SK's only argument as to why good cause exists for it to file a late claim is that Plaintiff's failure to send it direct notice constitutes a violation of SK's "procedural due process" right to this notice. However, Supplemental Rule G(4)(b)(v) prescribes, "[a] potential claimant who had actual notice of a forfeiture action may not oppose or seek relief from forfeiture because of [Plaintiff's] failure to send the required notice." Moreover, "[i]f . . . an interested party has actual knowledge of ongoing forfeiture proceedings from other sources, inadequacies in the notice afforded by the government will not work a deprivation of due process." Gonzalez-Gonzalez v. United States, 257 F.3d 31, 36 (1st Cir. 2001)(internal citation omitted). See Upshaw v. United States Customs Serv., 153 F. Supp. 2d 46, 51 (D. Mass. 2001) (stating "In any event, even if there was a statutory or regulatory violation [with respect to providing direct notice], this hardly arises to a constitutional dimension because [the party] had actual notice.") See also United States v. One Piece of Real Prop. Located at 15010 S.W. 168th St., 2008 U.S. Dist. LEXIS 84542 *6-7 (S.D. Fla. 2008)(holding that even where the government concedes notice was inadequate, if the potential claimant has actual notice, "he cannot look to the Supplemental Rules to advance his cause.")
Plaintiff shows SK had actual notice "at least by August 17, 2008" when the Sacramento Bee published an article which includes the following prepared statement from SK: "[SK] is not in a position to comment on allegations pertaining to [Plaintiff's] attempt to obtain a forfeiture of [the defendant] funds." (Pl. Opp'n at 12:1-8.) This article includes discussion of Plaintiff's filing of its initial forfeiture complaint. SK argued at the hearing that this article only shows it had actual notice of Plaintiff's initial forfeiture complaint, not actual notice of Plaintiff's amended forfeiture complaint, which was filed on September 8, 2008. Plaintiff rejoins that Supplemental Rule G(4)(b)(v) only requires that a potential claimant have actual notice of the "forfeiture action;" and that the initial complaint was sufficient to provide notice of this forfeiture action because the amended complaint is "exactly the same," except one number in one of the account numbers was altered.
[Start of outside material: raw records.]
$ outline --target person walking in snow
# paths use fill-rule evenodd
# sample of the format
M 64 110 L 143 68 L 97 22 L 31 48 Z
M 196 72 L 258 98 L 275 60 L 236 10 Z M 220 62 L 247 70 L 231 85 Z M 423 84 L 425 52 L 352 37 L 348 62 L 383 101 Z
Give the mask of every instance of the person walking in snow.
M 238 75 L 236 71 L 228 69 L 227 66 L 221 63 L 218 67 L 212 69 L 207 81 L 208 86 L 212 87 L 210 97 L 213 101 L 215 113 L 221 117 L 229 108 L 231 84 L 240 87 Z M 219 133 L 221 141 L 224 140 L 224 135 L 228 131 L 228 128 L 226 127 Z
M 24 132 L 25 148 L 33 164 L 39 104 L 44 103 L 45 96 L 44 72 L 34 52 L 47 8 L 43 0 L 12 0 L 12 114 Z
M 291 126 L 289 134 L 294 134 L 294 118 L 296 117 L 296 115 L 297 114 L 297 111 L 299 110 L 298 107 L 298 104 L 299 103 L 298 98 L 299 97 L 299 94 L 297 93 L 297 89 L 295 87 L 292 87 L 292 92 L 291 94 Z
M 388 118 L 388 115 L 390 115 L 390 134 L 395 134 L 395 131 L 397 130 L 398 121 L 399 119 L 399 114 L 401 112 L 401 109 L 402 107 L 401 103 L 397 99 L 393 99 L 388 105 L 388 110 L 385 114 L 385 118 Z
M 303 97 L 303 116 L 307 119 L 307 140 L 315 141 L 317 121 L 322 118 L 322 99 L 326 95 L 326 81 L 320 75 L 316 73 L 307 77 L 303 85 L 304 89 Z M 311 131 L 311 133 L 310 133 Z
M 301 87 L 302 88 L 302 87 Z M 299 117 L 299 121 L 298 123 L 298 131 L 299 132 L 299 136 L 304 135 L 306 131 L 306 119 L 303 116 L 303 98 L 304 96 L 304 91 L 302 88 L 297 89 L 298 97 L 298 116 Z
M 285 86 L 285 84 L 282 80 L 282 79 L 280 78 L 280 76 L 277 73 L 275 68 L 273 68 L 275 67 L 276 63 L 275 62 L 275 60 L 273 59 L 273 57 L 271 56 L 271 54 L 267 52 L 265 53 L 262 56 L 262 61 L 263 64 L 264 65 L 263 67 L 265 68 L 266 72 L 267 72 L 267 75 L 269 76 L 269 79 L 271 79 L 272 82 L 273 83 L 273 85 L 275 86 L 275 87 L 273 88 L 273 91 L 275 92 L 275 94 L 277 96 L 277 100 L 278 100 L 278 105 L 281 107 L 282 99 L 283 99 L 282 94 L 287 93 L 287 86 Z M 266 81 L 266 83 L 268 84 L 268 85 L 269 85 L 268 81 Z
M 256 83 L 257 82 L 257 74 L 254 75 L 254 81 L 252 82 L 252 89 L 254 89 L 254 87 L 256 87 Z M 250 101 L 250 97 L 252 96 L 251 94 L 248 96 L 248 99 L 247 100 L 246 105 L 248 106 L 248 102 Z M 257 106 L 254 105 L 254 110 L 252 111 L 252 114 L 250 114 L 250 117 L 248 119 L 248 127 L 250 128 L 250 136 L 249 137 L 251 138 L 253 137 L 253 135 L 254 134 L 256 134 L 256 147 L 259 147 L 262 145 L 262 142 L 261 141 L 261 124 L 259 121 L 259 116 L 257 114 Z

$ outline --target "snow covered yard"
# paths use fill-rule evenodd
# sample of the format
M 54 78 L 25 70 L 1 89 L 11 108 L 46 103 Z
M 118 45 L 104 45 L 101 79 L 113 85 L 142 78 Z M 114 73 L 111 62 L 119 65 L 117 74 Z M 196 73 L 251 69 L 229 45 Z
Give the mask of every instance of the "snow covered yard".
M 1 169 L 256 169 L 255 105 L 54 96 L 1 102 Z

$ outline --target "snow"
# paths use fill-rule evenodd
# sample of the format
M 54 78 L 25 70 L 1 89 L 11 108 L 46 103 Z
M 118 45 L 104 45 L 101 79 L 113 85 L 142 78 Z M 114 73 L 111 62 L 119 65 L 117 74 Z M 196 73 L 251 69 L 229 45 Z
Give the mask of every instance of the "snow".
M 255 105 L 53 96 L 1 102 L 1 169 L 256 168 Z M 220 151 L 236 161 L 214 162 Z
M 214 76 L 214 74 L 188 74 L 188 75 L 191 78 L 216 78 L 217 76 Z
Plaintiff is correct that the initial complaint was sufficient to put SK on actual notice of Plaintiff's forfeiture action against the defendant funds.
SK proffers no reason justifying its six month delay filing its motion for leave to file a late claim other than Plaintiff's failure to provide it with direct notice. See United States v. 100,348.00 in United States Currency, 354 F.3d 1110, 1117-8 (9th Cir. 2004)(outlining some factors a district court may consider in ruling on an untimely claim.) Further, SK virtually conceded at the hearing it had actual notice of the forfeiture action when its then counsel spoke to the Sacramento Bee, but counsel for SK then indicated in a conclusory manner (unsupported by facts or law) that the time to file a claim prescribed the Supplemental Rules should be ignored. SK makes this argument in the face of Plaintiff's argument that, "[b]ut for SK['s] belated effort to challenge the forfeiture, this civil action would now be closed." (Pl. Opp'n at 3:8-9.) Plaintiff states in its April, 9, 2009 Status Report, that if "SK['s] motion is denied, [P]laintiff will immediately file a Final Judgment of Forfeiture for the Court's signature" in accordance with the "Stipulation for Final Judgment of Forfeiture" filed by Plaintiff on February 20, 2009. (Pl. Status Report at 3:1-2.)
Since SK has not shown good cause to justify granting its motion, its motion is denied.